The judgment passed on your mental behavior is typically experienced by you as an assessment of your essence. Behavior at this level of intimacy - internal mental behavior - is experienced by you typically as “who I am”. It is almost inseparable from your sense of self. It is easier to perceive external behavior as an expression of self that is not identical with self. But internal behavior, like choices and mental operations, are intrinsic to your experience of self. It is possible to dis-identify from self particular choices. For example, if you said, “I’m sorry I chose to be so irresponsible in that matter and I am determined to act differently in the future.” That would be a very good case of not identifying your particular choices with your essential self. And it’s very important when we’re thinking about the self, not to identify every particular choice, or decision, or reaction with our core self.

The self continually evolves, continually shapes itself, continually affects the way it is experienced by the continuing stream of choices and decisions we make in the course of living.
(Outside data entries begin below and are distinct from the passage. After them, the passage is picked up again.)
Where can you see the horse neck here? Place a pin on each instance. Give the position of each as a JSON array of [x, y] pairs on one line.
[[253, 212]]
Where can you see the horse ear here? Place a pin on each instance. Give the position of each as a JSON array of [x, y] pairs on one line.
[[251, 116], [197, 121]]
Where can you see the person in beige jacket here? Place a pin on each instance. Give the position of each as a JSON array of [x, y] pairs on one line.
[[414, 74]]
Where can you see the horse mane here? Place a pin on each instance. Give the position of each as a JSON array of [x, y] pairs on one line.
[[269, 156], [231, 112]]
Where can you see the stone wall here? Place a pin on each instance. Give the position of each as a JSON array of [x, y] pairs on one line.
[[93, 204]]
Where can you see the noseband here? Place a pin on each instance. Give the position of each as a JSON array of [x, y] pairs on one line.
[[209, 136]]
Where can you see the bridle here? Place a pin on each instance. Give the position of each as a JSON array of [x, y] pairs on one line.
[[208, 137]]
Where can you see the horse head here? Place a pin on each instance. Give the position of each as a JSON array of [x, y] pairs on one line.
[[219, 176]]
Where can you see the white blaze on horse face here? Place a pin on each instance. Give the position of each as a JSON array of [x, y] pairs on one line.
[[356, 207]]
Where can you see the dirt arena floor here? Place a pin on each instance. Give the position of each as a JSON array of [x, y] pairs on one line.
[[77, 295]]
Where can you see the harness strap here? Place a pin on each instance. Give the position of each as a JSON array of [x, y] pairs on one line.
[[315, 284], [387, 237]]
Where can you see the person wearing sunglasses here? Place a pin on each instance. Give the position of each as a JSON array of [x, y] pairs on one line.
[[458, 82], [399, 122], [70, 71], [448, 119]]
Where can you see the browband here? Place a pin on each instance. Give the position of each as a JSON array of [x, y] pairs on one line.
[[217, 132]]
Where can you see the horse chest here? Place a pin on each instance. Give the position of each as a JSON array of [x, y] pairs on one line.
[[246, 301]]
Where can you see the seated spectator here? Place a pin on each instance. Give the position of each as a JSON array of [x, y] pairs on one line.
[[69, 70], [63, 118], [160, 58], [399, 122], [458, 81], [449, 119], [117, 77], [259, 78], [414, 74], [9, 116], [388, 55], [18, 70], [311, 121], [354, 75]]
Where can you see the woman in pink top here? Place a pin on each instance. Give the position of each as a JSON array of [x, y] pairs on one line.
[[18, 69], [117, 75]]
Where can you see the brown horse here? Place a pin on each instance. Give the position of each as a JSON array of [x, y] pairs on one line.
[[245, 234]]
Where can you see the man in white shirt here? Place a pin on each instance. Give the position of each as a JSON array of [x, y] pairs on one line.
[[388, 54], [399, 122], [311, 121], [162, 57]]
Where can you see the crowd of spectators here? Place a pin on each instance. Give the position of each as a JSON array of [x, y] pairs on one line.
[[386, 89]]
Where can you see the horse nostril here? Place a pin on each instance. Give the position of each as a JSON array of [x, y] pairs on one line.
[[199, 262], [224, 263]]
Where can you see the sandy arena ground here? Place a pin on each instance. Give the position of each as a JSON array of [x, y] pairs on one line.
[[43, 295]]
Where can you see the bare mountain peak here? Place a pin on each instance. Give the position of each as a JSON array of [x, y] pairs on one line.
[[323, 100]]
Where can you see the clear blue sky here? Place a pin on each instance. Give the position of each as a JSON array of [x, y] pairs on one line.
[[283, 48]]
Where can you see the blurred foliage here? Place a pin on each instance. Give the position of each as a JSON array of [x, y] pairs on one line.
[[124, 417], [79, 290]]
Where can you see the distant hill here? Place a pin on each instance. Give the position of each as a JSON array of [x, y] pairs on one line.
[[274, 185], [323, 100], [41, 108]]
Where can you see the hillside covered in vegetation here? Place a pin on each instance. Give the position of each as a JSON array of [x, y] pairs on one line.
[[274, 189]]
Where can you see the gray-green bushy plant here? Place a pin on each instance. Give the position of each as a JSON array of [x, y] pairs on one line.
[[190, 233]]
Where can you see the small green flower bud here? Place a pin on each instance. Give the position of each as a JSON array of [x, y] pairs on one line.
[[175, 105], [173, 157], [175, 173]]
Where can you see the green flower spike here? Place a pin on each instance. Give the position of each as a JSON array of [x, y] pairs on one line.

That is why change and growth are possible. You don’t have to remain a prisoner or yesterday’s mistakes, or yesterday’s defaults on the responsibility of appropriate consciousness. Your choices do of course have psychological consequences. The way you chose to deal with reality, truth, facts, and your choice to honor or dishonor your own perceptions does register in your mind, for good or for bad, and either confirms and strengthens your self esteem, or undermines and weakens it.

Self esteem is the reputation you acquire with yourself over time in consequence of your choices and decisions and actions. I hope it is apparent by now that the ‘self’ you are holding in esteem is your mind - your mind, and its characteristic manner of operation. I want to stress this, because ‘self’ is a term that acquires somewhat different meanings according to context. Sometimes, when you speak of ‘myself,’ you mean, ‘my person’, the totality of my being, including my body. In a psychological context, ‘self’ is used most often to mean the sum of those mental characteristics, abilities, processes, beliefs, values and attitudes that you may or may not consciously recognize as yours. Much of the territory of the self may be subconscious.

The Mind.

The concept of mind is narrower than that of consciousness. ‘Mind’ is associated specifically with the ability to represent and manipulate reality symbolically. To form and use concepts, to reason and to construct propositional [?] speech. ‘Mind’ is what distinguishes human consciousness from the forms of consciousness of lower animals.

SH - I don't agree with Branden about the "ego". I agree with Wayne Payne who says it is an unnecessary word and concept.

The Ego.

Ego, the Latin word for “I”, xx? is the unifying center of consciousness – the core of self awareness. Ego generates and sustains a sense of self and personal identity. Your ego is not your thoughts, but the thinker. Not your judgments, but the judge. Not your feelings, but that which recognizes feelings. It is the ultimate context within. The ultimate context in which all our narrower selves or sub-personalities exist. Self esteem might better have been termed “ego-esteem”.

xx - unfinished - Tape has a problem.